In differentiated thyroid carcinoma, patients with FDG-avid metastases typically exhibit worse prognosis than those with non-avid disease, particularly when the lesions are refractory to radioiodine therapy. Therefore, FDG-PET/CT findings can inform risk stratification and guide clinical decision-making regarding the intensity of follow-up or the initiation of systemic therapies.
In medullary and anaplastic thyroid carcinomas, where prognosis is intrinsically poor, the extent and intensity of FDG uptake may serve as an indicator of tumour burden and biological aggressiveness. PET/CT can thus aid in tailoring treatment strategies and in evaluating eligibility for clinical trials exploring novel therapeutic agents.
Limitations and Challenges
Although PET/CT provides substantial clinical benefits, it also has limitations that must be acknowledged. The physiological uptake of FDG in the thyroid gland can vary, leading to potential false positives or negatives. Benign conditions such as thyroiditis, nodular goitre, or inflammatory reactions can cause increased FDG uptake, which may mimic malignancy. Conversely, small lesions below the resolution threshold of PET/CT or lesions with low metabolic activity may be missed.

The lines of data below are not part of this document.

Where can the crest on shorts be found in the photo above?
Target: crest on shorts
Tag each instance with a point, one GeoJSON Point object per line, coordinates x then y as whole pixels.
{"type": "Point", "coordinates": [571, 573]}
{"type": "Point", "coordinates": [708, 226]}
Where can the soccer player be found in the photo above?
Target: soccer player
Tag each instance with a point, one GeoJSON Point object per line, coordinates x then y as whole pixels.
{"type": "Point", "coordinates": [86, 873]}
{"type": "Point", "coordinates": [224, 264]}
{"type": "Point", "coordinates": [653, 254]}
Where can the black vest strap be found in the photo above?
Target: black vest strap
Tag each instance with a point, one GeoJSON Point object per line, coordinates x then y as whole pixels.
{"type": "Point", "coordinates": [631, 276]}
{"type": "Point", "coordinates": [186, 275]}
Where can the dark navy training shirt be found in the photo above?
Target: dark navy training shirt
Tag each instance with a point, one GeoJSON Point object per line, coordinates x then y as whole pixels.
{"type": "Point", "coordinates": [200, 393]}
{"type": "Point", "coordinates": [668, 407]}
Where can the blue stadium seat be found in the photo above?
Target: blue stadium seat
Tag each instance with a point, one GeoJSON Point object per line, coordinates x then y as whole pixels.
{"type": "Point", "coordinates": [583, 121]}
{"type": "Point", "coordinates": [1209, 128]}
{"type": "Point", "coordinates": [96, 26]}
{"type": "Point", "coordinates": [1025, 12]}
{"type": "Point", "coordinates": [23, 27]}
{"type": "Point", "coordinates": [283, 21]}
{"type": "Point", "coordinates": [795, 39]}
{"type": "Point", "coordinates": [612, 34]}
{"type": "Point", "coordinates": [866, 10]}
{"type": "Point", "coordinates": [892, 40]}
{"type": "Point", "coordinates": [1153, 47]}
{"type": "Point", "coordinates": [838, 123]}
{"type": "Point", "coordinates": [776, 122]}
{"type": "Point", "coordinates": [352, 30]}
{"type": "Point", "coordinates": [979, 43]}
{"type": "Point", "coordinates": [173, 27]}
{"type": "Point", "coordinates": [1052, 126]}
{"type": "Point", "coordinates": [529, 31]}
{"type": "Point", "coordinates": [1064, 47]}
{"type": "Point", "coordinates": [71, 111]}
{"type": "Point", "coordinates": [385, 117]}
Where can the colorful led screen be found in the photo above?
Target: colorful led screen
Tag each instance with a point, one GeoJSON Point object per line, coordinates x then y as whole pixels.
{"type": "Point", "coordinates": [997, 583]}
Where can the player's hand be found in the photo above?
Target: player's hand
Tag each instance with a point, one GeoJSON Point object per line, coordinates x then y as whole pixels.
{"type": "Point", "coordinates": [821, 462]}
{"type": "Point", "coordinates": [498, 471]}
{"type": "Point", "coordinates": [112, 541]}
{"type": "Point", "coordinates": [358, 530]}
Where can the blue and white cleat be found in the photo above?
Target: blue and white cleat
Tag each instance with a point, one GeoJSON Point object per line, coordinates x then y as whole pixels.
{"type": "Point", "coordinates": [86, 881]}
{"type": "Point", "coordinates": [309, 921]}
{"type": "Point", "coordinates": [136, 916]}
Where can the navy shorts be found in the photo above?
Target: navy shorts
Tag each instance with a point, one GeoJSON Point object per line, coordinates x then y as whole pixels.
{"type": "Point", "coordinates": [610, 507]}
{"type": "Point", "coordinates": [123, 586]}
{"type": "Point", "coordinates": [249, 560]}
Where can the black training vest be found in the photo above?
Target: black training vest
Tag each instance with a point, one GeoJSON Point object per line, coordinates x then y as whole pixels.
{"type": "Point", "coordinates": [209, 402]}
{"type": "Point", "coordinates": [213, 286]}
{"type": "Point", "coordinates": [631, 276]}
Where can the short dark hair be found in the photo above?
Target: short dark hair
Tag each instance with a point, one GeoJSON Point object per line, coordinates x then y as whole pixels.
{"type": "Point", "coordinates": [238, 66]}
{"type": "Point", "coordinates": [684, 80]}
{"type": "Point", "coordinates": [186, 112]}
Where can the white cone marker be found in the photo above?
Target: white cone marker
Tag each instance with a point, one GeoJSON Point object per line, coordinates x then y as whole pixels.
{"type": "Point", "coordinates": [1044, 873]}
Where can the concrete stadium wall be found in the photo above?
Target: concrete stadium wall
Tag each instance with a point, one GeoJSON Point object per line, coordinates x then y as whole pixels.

Another limitation is the variability of SUV measurements, which can be influenced by factors such as patient preparation, blood glucose levels, imaging protocols, and scanner calibration. The interpretation of PET/CT should therefore be standardised and correlated with histopathological findings whenever possible.
Additionally, the cost and limited availability of PET/CT may restrict its routine use in certain healthcare settings. The radiation exposure from combined PET and CT imaging also warrants consideration, particularly in younger patients or those requiring repeated follow-up studies.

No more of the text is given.